Frederik Hetmann hat ein Gespür für derartige Episoden und Szenen, in denen er Mays rätselvolle Person ins Licht setzen kann. Es ist eine bemerkenswerte Biografie geworden, denn Hetmann erzählt konzentriert, doch nie anstrengend, eine May-Mixtur aus Lebensweg und Werkgeschichte, aus Rezeptions- und Forschungsgeschichte. Hetmanns Text lässt einfach vergessen, wie schwierig es ist, das alles zu dimensionieren und zu einer durch und durch anregenden Darstellung zusammmenzufügen.

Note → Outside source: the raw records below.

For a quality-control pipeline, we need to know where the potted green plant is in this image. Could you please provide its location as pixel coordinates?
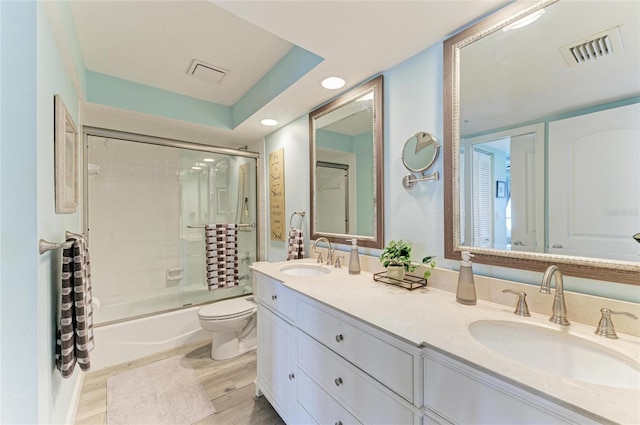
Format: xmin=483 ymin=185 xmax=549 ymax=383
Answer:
xmin=380 ymin=239 xmax=436 ymax=280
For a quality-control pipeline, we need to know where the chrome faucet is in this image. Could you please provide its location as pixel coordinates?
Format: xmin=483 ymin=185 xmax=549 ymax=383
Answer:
xmin=540 ymin=266 xmax=571 ymax=326
xmin=311 ymin=236 xmax=333 ymax=266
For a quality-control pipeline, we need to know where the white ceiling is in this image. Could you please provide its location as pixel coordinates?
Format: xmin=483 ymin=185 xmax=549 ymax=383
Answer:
xmin=70 ymin=0 xmax=507 ymax=140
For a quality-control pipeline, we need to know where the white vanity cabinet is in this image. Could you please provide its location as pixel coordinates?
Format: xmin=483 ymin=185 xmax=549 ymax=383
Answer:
xmin=297 ymin=296 xmax=420 ymax=424
xmin=255 ymin=273 xmax=297 ymax=424
xmin=255 ymin=273 xmax=422 ymax=425
xmin=423 ymin=349 xmax=600 ymax=425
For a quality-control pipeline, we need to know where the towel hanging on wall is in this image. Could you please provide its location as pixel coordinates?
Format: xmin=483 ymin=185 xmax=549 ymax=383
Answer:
xmin=287 ymin=227 xmax=304 ymax=261
xmin=204 ymin=224 xmax=239 ymax=291
xmin=56 ymin=235 xmax=94 ymax=378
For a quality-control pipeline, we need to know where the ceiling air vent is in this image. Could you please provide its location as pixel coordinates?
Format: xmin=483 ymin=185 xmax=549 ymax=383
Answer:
xmin=187 ymin=59 xmax=229 ymax=84
xmin=560 ymin=27 xmax=622 ymax=66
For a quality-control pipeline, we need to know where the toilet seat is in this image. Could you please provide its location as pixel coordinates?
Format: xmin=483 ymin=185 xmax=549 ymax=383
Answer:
xmin=198 ymin=298 xmax=257 ymax=320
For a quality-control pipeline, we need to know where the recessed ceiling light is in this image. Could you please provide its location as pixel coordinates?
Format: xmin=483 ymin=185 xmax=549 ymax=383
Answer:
xmin=502 ymin=9 xmax=544 ymax=31
xmin=322 ymin=77 xmax=345 ymax=90
xmin=260 ymin=118 xmax=278 ymax=127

1856 tritt Karl May ins Lehrerseminar Waldenburg ein, bleibt ein Einzelgänger zwischen pedantischen Paragrafen und heilloser Frömmelei. "Arge Lügenhaftigkeit" und "rüdes Wesen" bescheinigen ihm die Schulakten, sechs Kerzen soll er entwendet haben. May wird der Anstalt verwiesen, kann aber nach Gnadengesuch seine Ausbildung in Plauen fortsetzen. In einer Fabrikschule in Altchemnitz wird er eine Anstellung finden und wiederum in eine unselige Geschichte geraten: Es geht um eine Uhr. Diebstahl oder Ausleihe? Mays Aussage klingt plausibel. Was ihm nicht hilft.

Hetmann zeichnet Mays Abrutschen ins Kriminelle nach, nicht ohne den Hinweis, dass Mays betrügerische und hochstaplerische Aktivitäten bisweilen an den Hauptmann von Köpenick erinnern. Indes keine Verharmlosung, von 1870 bis 1874 sitzt Karl May im Zuchthaus Waldheim, Bezirk Leipzig. "Ich muß konstatieren, daß diese vier Jahre der ungestörten Einsamkeit und Sammlung mich sehr, sehr weit vorwärts gebracht haben. Es stand mir jedes Buch zur Verfügung, das ich für meine Studien brauchte." Das Anliegen dieser Biografie ist auch, zu zeigen, "wie ein vom Schicksal benachteiligter und verletzter Mensch sich am Ende am eigenen Haarschopf aus dem Sumpf, in den er durch seine Torheiten hineingerät und zu versinken droht, herausarbeitet, sich einen Beruf wählt und Erfolg hat".

Der Weg ist freilich lang: 1896 ist so ein Jubeljahr. 147 000 Bände werden da verkauft, der berühmte und überall umdrängte Autor vergoldet den häuslichen Schriftzug: "Villa Shatterhand". May kostümiert sein Arbeitszimmer und sich selbst: Fotografien von Karl Shatterhand und May Ben Nemsi werden vertrieben: ICH bin's! Und manchmal muss auch Hetmann staunen: "Er bringt es fertig, bei einem Vortrag in Graz vor Zöglingen von Adelshäusern spontan eine neue Winnetou-Episode zu erfinden."